Not so. Lea Vivot had decided on her own to lend the sculpture to the National Library. Here is what she had to say in an interview published in the Ottawa Citizen: "The building needed something and I don't feel that artists have the time to go through the bureaucratic approach. In the same amount of time that it would take to go through all this (bureaucracy) I can cast another sculpture and enhance another space."
A year later the artist took it back with a promise to provide the National Library with another casting of her sculpture. After four years had passed the promise was fulfilled. At about 9 AM on the morning of May 1, 1994, in front of a crowd of about 3000 people, the new "Secret Bench" was unveiled. The new sculpture included many messages that the original did not have. Entries were solicited from school children and writers across Canada for the new casting. Engraved on the bench are approximately one hundred messages about the pleasure and importance of reading chosen from the entries received. Those who were selected were sent a wax mold on which to inscribe their message for the bench.

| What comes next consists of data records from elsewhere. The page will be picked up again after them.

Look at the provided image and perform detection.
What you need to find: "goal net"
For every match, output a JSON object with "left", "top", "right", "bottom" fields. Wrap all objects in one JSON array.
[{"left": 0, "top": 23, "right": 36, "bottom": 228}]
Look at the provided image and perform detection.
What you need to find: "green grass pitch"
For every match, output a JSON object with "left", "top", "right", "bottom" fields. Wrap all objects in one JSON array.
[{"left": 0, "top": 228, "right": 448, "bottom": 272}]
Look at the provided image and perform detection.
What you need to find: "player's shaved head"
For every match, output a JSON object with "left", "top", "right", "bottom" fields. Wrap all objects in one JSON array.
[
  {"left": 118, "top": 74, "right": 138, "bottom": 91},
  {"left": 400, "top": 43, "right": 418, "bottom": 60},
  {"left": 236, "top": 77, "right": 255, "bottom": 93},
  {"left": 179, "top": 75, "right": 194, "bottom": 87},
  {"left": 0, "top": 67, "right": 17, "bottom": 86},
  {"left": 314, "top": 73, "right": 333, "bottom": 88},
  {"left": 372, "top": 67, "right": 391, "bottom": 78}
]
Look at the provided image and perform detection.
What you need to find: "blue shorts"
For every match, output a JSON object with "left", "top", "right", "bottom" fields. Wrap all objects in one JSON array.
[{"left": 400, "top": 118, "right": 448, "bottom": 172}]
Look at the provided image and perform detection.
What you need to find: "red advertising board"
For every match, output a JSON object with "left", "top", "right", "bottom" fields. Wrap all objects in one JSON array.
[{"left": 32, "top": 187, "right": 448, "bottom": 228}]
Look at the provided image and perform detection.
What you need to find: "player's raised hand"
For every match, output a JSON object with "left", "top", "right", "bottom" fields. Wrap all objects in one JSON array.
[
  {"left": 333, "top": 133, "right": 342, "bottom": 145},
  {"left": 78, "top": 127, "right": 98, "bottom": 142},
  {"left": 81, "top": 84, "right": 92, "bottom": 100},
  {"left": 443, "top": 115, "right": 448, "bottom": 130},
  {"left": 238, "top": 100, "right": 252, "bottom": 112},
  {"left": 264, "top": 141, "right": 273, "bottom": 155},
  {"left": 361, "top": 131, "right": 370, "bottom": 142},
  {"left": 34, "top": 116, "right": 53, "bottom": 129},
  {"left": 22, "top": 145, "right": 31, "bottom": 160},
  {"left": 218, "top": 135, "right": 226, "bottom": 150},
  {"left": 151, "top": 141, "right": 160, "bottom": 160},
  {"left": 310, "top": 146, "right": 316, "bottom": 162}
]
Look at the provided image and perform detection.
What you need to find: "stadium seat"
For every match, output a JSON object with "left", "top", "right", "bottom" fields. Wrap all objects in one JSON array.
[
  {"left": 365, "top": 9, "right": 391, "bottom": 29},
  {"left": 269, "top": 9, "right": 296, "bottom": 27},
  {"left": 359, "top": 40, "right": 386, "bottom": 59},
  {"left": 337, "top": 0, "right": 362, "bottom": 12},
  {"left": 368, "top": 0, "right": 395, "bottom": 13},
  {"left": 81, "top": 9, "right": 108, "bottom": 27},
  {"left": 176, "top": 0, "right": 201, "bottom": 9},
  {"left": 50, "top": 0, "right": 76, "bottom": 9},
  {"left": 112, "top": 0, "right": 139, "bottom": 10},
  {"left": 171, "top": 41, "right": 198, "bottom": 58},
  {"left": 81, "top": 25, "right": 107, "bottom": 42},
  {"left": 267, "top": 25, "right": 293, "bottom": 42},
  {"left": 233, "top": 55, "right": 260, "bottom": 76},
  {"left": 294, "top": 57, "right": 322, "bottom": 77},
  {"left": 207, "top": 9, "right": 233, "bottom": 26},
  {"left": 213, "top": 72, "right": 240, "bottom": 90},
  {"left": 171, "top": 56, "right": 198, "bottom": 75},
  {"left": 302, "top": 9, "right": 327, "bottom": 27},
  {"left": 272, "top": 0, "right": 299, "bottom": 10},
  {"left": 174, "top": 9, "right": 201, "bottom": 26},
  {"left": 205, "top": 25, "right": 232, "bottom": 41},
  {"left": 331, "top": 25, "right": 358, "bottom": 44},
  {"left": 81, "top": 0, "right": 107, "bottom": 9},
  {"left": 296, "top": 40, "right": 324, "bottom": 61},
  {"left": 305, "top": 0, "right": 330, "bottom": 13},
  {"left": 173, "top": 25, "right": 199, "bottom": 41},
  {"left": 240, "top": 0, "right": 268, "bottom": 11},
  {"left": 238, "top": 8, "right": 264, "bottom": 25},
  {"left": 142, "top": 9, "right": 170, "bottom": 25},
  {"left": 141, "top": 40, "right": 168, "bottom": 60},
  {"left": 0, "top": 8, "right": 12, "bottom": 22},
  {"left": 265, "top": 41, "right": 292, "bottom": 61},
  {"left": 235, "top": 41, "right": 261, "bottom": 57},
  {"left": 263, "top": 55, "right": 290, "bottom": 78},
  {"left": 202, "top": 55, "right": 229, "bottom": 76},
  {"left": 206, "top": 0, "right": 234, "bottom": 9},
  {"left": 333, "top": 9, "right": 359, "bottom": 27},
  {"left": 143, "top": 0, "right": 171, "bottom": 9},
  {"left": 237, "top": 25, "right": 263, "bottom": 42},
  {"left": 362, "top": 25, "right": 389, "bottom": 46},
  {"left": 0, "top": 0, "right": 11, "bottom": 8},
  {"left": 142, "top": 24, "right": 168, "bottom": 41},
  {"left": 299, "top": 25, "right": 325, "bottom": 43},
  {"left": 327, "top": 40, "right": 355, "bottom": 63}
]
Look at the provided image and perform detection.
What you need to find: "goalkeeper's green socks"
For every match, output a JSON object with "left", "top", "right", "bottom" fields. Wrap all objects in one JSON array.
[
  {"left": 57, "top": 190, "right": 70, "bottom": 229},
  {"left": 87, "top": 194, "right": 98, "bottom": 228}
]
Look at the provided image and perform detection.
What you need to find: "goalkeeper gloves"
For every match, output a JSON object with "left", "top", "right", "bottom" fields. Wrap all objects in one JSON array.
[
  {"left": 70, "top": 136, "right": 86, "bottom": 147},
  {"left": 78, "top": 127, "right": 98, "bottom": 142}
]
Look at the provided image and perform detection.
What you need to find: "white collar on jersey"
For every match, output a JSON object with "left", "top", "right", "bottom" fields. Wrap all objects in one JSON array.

The molds were then returned and used in the new casting . The unveiling of the new statue was done by Lea Vivot, and assisted by a young blind boy named Gabriel McBride, from Spruce View, Alberta, who inscribed his message in Braille.
The sculpture has become one of Ottawa's most popular photographic subjects. Every day, cars stop in front of the Library and Archives of Canada and passengers climb out eagerly to have their pictures taken on this already-famous bench.